Сюжеты · Общество

Когда наступит послезавтра

Планы перемен, написанные сегодня для России, рискуют искать ответы на актуальные вопросы в реалиях мира, которого уже нет

Василий Буров

руководитель консалтинговой компании Estonto Lab


У меня нет данных — только наблюдения. Но иногда наблюдение точнее данных, потому что порой можно заметить то, что еще не стало предметом измерения.

В какой-то момент из разговоров о будущем исчезло «завтра». Не будущее вообще — люди продолжают строить планы, думать о детях, загадывать на следующий год. «Завтра» в смысле «скоро все изменится» — вот этого больше нет.

Поначалу было иначе. «После» казалось почти завтрашним — и очень понятным. Для большинства оно означало возврат: туда, где нормально жили. Для кого-то — просто к прежней жизни, для кого-то с приобретениями, для кого-то с моральной травмой и счетом к тем, кто это допустил, но возврат туда, где все было узнаваемо и устроено. Это «до» стояло перед глазами как ориентир: рукой подать, надо только дождаться.

Время шло. И «до» стало размываться — не исчезать из памяти, но терять конкретность. А текущее — как бы чудовищно это ни звучало — стало повседневностью. Не нормой в смысле «как должно быть», но нормой в смысле «как оно есть каждый день». Горизонт сдвинулся: «после» из возврата к известному превратилось в прыжок в неизвестное. А неизвестное всегда дальше, чем известное.

Я почти не слышу слова «послезавтра» — разве что от тех, кто профессионально думает о будущем и решается называть вещи своими именами. Но структура этого ощущения читается повсюду — в том, как люди говорят о переменах, и особенно в том, о чем предпочитают не говорить вовсе.

Когда сегодня думаешь о «будущем после», почти невозможно не думать о конкретном: после ***, после нынешнего режима, после геополитической турбулентности, после снятия экономических ограничений — список можно продолжить не только внутренними, но и внешними процессами. Одна начавшаяся прямо сейчас новая война в Иране чего стоит. Все это вполне реальные беспокойства, причем независимо от того, на какой стороне в той или иной схватке стоят люди (или, по крайней мере, за кого они болеют). Это, безусловно, важные вещи, и они заслуживают отдельного разговора — который, к счастью, ведется и без меня.

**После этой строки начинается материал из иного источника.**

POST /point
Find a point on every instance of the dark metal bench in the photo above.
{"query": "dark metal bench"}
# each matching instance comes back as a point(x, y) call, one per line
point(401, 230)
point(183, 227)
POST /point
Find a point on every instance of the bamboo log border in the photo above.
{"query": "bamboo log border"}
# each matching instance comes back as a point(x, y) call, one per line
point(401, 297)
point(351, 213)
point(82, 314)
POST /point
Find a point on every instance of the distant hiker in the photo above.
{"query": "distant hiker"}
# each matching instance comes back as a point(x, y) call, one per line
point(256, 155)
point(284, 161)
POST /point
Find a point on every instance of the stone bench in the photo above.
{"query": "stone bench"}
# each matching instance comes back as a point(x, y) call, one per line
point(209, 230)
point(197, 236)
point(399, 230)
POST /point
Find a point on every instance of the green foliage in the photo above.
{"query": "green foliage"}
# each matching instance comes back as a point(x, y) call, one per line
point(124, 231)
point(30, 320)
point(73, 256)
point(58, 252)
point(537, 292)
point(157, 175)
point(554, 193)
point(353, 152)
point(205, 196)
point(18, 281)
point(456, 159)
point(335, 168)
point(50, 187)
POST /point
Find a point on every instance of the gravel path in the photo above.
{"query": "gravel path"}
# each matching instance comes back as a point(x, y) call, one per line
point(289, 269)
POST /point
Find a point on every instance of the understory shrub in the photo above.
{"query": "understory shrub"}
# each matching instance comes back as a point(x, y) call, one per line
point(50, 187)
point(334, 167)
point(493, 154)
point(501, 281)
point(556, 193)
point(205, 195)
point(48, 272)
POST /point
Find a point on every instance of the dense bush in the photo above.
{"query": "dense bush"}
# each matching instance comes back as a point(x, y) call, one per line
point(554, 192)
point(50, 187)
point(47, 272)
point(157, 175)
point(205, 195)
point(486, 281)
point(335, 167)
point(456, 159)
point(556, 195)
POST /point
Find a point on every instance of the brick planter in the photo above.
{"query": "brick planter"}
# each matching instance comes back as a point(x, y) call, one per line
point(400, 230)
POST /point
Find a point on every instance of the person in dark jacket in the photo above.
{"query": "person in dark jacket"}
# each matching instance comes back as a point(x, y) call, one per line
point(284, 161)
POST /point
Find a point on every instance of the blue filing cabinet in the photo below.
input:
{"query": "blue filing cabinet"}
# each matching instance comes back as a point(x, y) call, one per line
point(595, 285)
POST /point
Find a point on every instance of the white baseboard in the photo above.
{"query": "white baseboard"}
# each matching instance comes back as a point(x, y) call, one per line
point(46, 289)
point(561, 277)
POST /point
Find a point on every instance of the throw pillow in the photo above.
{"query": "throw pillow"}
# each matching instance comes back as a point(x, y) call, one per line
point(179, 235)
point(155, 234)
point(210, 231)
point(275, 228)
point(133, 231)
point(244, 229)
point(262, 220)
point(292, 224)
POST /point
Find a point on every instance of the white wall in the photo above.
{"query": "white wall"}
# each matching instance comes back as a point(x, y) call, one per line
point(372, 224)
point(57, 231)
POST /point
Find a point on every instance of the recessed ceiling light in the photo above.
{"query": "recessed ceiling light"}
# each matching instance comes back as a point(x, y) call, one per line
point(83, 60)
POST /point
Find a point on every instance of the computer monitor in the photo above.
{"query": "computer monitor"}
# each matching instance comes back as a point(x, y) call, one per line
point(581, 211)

Но я хочу говорить о другом измерении того же момента. О том, в каком мире окажутся люди, когда все это закончится. Потому что

мир, в котором наступит «после», — это уже не тот мир, из которого Россия выпала несколько лет назад. И это, мне кажется, меняет всё.

Мир не стоял на месте последние четыре года. Важнее другое: он менялся не событийно, а структурно. Не просто происходили новые вещи — менялась сама логика, по которой устроена реальность.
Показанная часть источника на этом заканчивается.